Mayela was jailed for a total of 10 years and 10 months.
After two thirds of the sentence, he can be released to serve the remaining years in the community.
He was also handed a sexual harm prevention order for life and has been banned from working with children and vulnerable adults.
Edward Lucas, prosecuting, told the judge the teenage victim had an abortion in the months following the rape.
Mayela was first interviewed by police on March 13 this year, when he made “full admissions, but denied using any force on the complainant”.
The 41-year-old appeared in the dock dressed in prisoners’ grey tracksuit, and was assisted throughout the hearing by a French interpreter.
Several family members watched from the public gallery as he was sentenced.
After Mayela’s court appearance in April this year, it had been reported that several unsuccessful attempts had previously been made to remove him from the UK before he was given permission to stay in the country.
It is understood the Home Office initially refused Mayela’s asylum claim in 2004 but he successfully challenged the decision in the courts and was eventually granted leave to remain on appeal in 2010.

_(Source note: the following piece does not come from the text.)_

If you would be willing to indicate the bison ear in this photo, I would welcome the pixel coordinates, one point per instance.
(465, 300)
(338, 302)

According to an article published by the Institute of Race Relations (IRR) in 2005, he was served three removal notices and left with a broken hand during one deportation attempt while another flight is said to have been grounded after the airline’s cabin crew refused to carry him.
The IRR report said Mayela paid an agent to help him flee his home country in 2004 because his life was in danger and that he initially lived in Plymouth while his initial asylum claim was considered.
But this was refused and his first appeal was dismissed by the courts later that year. By 2005 he was being held in immigration detention centres while attempts were made to deport him, but he was later released.
Mayela, thought to be a former economics student, also appears to have supported protests outside Campsfield House, an immigration detention centre in Kidlington, that same year.